10. Il résulte de tout ce qui précède qu'aucun des moyens soulevés par M. A... devant le tribunal administratif d'Amiens ou devant la cour n'est fondé. Par voie de conséquence, la préfète de la Somme est fondée à demander l'annulation du jugement du 11 avril 2019 du magistrat désigné par la présidente du tribunal administratif d'Amiens en tant qu'il annulé l'article 3 de son arrêté du 26 mars 2019 ainsi que le rejet, dans cette mesure, de la demande de première instance de M. A.... Les conclusions présentées en appel par M. A... au titre de l'article 37 de la loi du 10 juillet 1991 et de l'article L. 761-1 du code de justice administrative doivent être rejetées, par voie de conséquence.
DÉCIDE :
Article 1er : Le jugement n° 1901126 du 11 avril 2019 du magistrat désigné par la présidente du tribunal administratif d'Amiens, en tant qu'il annule l'article 3 de l'arrêté du 26 mars 2019 de la préfète de la Somme, est annulé.
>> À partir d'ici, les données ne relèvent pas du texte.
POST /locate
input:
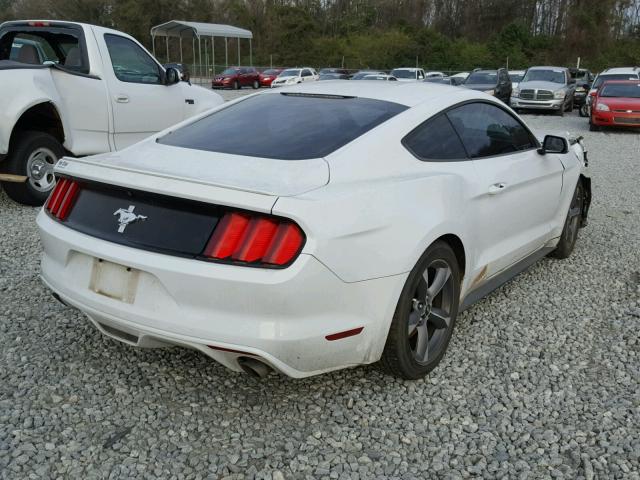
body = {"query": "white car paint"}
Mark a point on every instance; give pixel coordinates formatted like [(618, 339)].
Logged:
[(300, 75), (99, 112), (367, 221), (408, 74)]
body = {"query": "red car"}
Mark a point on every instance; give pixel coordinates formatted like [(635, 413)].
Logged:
[(269, 76), (616, 103), (236, 78)]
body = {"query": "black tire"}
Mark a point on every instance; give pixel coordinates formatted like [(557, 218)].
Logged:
[(572, 225), (24, 148), (433, 320)]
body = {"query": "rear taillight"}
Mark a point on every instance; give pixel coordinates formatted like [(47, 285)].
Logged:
[(255, 239), (62, 198)]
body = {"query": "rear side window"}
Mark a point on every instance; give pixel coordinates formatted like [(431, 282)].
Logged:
[(436, 140), (284, 126), (486, 130)]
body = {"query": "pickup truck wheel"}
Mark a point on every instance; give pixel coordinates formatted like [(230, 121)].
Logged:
[(33, 154)]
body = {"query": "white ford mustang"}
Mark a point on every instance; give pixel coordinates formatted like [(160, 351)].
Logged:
[(348, 225)]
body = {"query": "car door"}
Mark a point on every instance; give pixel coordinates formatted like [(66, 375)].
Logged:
[(141, 103), (517, 191)]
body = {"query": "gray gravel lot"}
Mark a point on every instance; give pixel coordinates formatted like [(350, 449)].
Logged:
[(542, 378)]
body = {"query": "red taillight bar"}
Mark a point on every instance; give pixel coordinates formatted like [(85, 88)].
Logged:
[(62, 198), (255, 239)]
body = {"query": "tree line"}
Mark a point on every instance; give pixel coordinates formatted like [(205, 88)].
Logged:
[(436, 34)]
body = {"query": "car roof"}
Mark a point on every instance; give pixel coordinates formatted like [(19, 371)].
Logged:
[(622, 70), (408, 94)]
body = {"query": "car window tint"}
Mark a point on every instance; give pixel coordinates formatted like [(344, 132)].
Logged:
[(435, 139), (130, 62), (291, 127), (487, 130)]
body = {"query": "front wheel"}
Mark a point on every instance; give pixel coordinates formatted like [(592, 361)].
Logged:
[(33, 154), (572, 223), (425, 315)]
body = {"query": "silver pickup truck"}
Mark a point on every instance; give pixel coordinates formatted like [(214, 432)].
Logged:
[(545, 88)]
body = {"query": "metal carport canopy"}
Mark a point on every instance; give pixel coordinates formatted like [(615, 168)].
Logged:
[(178, 28)]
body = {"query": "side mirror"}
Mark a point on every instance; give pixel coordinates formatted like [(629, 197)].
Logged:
[(172, 76), (553, 144)]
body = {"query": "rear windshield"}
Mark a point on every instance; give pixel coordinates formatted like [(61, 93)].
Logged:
[(631, 90), (480, 78), (613, 76), (284, 126)]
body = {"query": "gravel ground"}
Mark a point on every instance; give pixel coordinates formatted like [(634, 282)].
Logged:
[(542, 378)]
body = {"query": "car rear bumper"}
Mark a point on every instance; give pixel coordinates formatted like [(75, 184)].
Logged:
[(280, 317), (616, 119), (537, 104)]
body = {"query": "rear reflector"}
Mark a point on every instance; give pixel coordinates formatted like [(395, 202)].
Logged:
[(255, 239), (62, 198), (345, 334)]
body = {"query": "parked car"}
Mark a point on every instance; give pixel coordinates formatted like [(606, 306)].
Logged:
[(291, 216), (618, 73), (516, 77), (545, 88), (359, 75), (236, 78), (492, 82), (342, 72), (333, 76), (182, 69), (385, 77), (291, 76), (408, 74), (269, 76), (77, 89), (617, 103)]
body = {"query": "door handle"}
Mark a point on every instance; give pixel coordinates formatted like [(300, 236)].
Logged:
[(497, 188)]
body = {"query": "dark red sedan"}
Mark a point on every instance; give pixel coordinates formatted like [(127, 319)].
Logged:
[(269, 76), (616, 103), (236, 78)]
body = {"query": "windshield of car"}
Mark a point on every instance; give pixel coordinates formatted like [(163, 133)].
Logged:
[(482, 78), (555, 76), (292, 126), (290, 73), (628, 90), (361, 75), (399, 73), (612, 76)]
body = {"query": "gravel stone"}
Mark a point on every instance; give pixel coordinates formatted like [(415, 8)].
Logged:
[(541, 380)]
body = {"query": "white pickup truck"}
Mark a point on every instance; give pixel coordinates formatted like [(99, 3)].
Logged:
[(74, 89)]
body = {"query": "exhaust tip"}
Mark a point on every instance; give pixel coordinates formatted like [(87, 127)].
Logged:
[(253, 367)]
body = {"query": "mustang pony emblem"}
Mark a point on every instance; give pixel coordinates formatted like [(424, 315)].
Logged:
[(126, 217)]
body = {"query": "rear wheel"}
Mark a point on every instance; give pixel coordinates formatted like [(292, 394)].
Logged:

Article 2 : La demande présentée par M. A... devant le tribunal administratif d'Amiens tendant à l'annulation de l'article 3 de l'arrêté mentionné à l'article 1er ci-dessus, et ses conclusions d'appel, sont rejetées.
Article 3 : Le présent arrêt sera notifié au ministre de l'intérieur, à M. B... A... et à Me C... D....
Copie en sera transmise pour information à la préfète de la Somme.